Он часто вспоминал Палагею, и сначала ему было тоскливо, когда образ ее вспыхивал в его воображении... Но время шло, стирало понемногу яркие краски с этой женщины, и незаметно для него место в мечтах его заняла маленькая, ангелоподобная Медынская. Она почти каждое воскресенье заезжала к Игнату с различными просьбами, в общем имевшими одну цель, -ускорить постройку ночлежного дома. В ее присутствии Фома чувствовал себя неуклюжим, огромным, тяжелым; это обижало его, и он густо краснел под ласковым взглядом больших глаз Софьи Павловны. Он замечал, что каждый раз, когда она смотрела на него, глаза ее темнели, а верхняя губа вздрагивала и чуть-чуть приподнималась кверху, обнажая крошечные белые зубы. Это всегда пугало его. Отец, подметив его взгляды на Медынскую, сказал ему:
- Ты не очень пяль глаза-то на эту рожицу. Она, смотри, -как березовый уголь: снаружи он бывает такой же вот скромный, гладкий, темненький, - кажись, совсем холодный, - а возьми в руку, - ожгет...

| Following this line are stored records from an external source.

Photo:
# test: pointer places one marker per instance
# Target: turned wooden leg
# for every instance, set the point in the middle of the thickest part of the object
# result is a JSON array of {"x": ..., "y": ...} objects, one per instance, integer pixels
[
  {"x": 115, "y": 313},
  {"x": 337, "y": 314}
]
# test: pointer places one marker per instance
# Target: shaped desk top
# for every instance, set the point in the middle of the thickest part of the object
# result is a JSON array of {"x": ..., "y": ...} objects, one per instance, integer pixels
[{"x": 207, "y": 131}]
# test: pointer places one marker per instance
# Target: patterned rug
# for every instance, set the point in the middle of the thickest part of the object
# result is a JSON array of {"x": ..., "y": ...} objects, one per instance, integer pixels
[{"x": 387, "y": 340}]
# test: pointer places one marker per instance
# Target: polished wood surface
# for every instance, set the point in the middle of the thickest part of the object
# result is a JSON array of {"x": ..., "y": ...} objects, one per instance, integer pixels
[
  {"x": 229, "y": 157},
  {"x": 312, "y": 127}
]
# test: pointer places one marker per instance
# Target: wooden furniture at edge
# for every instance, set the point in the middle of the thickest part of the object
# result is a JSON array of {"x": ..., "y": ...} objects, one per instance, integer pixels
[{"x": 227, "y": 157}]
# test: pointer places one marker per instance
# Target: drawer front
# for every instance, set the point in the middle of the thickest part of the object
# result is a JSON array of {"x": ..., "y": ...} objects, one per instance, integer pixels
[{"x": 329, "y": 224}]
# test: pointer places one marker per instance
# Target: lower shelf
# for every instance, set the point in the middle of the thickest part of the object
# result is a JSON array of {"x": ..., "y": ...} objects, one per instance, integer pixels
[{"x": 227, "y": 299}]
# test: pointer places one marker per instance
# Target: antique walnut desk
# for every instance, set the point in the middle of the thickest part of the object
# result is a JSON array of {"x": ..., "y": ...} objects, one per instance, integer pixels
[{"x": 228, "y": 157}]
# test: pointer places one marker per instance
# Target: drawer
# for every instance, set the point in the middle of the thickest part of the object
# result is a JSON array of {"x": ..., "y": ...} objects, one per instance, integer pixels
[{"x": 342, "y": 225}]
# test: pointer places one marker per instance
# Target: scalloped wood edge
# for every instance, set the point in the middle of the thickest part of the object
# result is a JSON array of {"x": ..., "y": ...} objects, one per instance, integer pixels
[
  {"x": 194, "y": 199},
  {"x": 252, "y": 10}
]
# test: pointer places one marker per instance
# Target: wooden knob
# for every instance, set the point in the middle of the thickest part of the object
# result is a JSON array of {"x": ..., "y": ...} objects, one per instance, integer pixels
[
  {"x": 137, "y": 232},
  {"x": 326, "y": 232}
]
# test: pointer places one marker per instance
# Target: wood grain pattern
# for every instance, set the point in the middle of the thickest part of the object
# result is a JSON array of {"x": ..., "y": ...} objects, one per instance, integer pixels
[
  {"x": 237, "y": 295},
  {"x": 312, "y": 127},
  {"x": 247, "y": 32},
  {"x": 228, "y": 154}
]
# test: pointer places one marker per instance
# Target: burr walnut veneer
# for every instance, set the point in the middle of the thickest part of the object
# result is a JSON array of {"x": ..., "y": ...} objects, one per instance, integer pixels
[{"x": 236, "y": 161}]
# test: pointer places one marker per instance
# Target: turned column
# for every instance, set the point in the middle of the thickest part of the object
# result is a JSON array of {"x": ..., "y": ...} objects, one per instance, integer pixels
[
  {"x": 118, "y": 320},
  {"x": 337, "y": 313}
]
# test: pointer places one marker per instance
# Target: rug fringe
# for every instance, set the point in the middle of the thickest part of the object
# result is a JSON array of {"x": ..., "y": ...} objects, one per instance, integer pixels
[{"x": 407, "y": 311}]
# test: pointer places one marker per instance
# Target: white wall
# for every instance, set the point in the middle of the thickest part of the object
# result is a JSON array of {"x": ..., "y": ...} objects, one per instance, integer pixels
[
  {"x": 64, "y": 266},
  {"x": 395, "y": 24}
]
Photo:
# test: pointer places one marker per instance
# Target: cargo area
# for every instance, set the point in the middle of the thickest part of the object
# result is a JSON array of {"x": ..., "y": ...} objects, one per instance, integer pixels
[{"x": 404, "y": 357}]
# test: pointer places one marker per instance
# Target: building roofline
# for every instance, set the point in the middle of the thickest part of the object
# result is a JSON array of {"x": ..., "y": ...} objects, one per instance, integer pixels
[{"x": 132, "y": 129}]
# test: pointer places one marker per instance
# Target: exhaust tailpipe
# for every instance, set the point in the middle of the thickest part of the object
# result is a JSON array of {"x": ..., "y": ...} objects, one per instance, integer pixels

Медынская не возбуждала в юноше чувственного влечения, в ней не было ничего похожего на Палагею, и вообще она была непонятна ему. Он знал, что про нее рассказывают зазорно, но этому не верил. Однако он изменил отношение к ней, когда увидал ее в коляске сидящей рядом с толстым барином в серой шляпе и с длинными косичками волос на плечах. Лицо у него было, как пузырь, - красное, надутое; ни усов, ни бороды не было на нем, и весь этот человек был похож на переодетую женщину... Фоме сказали, что это ее муж... Тогда в нем вспыхнули темные и противоречивые чувства: ему захотелось обидеть архитектора, и в то же время он почувствовал зависть и уважение к нему. Медынская показалась менее красивой и более доступной; ему стало жаль ее, и все-таки он злорадно подумал:
"Противно ей, должно быть, когда он ее целует..."
И за всем этим он, порою, ощущал в себе какую-то бездонную, томительную пустоту, которой не заполняли ни впечатления истекшего дня, ни воспоминания о давних; и биржа, и дела, и думы о Медынской - всё поглощалось этой пустотой... Его тревожила она: в темной глубине ее он подозревал притаившееся существование какой-то враждебной ему силы, пока еще бесформенной, но уже осторожно и настойчиво стремившейся воплотиться...
А между тем Игнат, мало изменяясь по внешности, становился всё более беспокойным, ворчливым и всё чаще жаловался на недомоганье.
- Сон я потерял... бывало, дрыхну - хоть кожу с меня сдери, не услышу! А теперь ворочаюсь, ворочаюсь с бока на бок, едва под утро усну... Сердце бьется неровно, то как загнанное, часто так -тук -тук-тук... а то вдруг замрет, кажись, вот сейчас оторвется да и упадет куда-то, в недра самые... Помилуй мя, боже, по велицей милости твоей!..
И, .покаянно вздыхая, он поднимал к небу глаза, уже мутные, утратившие живой, умный блеск.